Why the Market Thinks the Fed Is Going to Be “Hawkish”

Why The Market Thinks the Fed Is Going to Be “Hawkish”

The No. 1 reason the market has priced more hawkishness into this statement is because it’s expected that the final paragraph in the statement will be altered, and the term “considerable time” will be removed from the following paragraph.

“To support continued progress toward maximum employment and price stability, the Committee today reaffirmed its view that a highly accommodative stance of monetary policy will remain appropriate for a considerable time after the asset purchase program ends and the economic recovery strengthens.” (Emphasis added).

That’s potentially important because “considerable time” is generally thought to mean six months.
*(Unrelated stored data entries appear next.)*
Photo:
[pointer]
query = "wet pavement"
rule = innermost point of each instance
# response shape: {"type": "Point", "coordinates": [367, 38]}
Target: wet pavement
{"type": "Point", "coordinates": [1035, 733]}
So a translation of the above statement would read:

“…the Committee today reaffirmed its view rates will stay at 0% for six months after the asset purchase program ends and the economic recovery strengthens.”

And, six months from October (when QE is expected to end) is March – not June, which is the current consensus for when rate hikes will commence.  So, the bottom line here is there’s a fear the Fed may be telegraphing an earlier-than-expected rate increase.

But, that’s not all we need to watch for.

I’ve been saying for over a month now that the pace of interest rate increases is actually much more important than when the first 25-basis-point increase actually occurs.  If the market perceives the Fed as wanting to raise rates faster than current expectations, that will be a massively hawkish event … and a negative on stock prices.

Because of that, the “dots” are important, and tomorrow we get the first look at expectations for where the FOMC members think interest rates will be at the end of 2017.

Bottom line:  If we see movement higher in the “dots,” that will be a hawkish surprise—regardless of the language of the statement.


The market has moved pretty solidly ahead of this meeting, to the point where even if “considerable time” is removed from the statement, we might now see much of a reaction (and it’s very much a coin flip if “considerable time” is even taken out).

So, while I do think the trend in interest rates has shifted and is higher, I think there’s a risk of a “sell the rumor/buy the news” reaction unless we see a material shift higher in the “dots.” Unless Yellen is outrageously dovish in the follow-up press conference, any sort of a rally in bonds would be one to sell into, as again I do believe the trend has changed.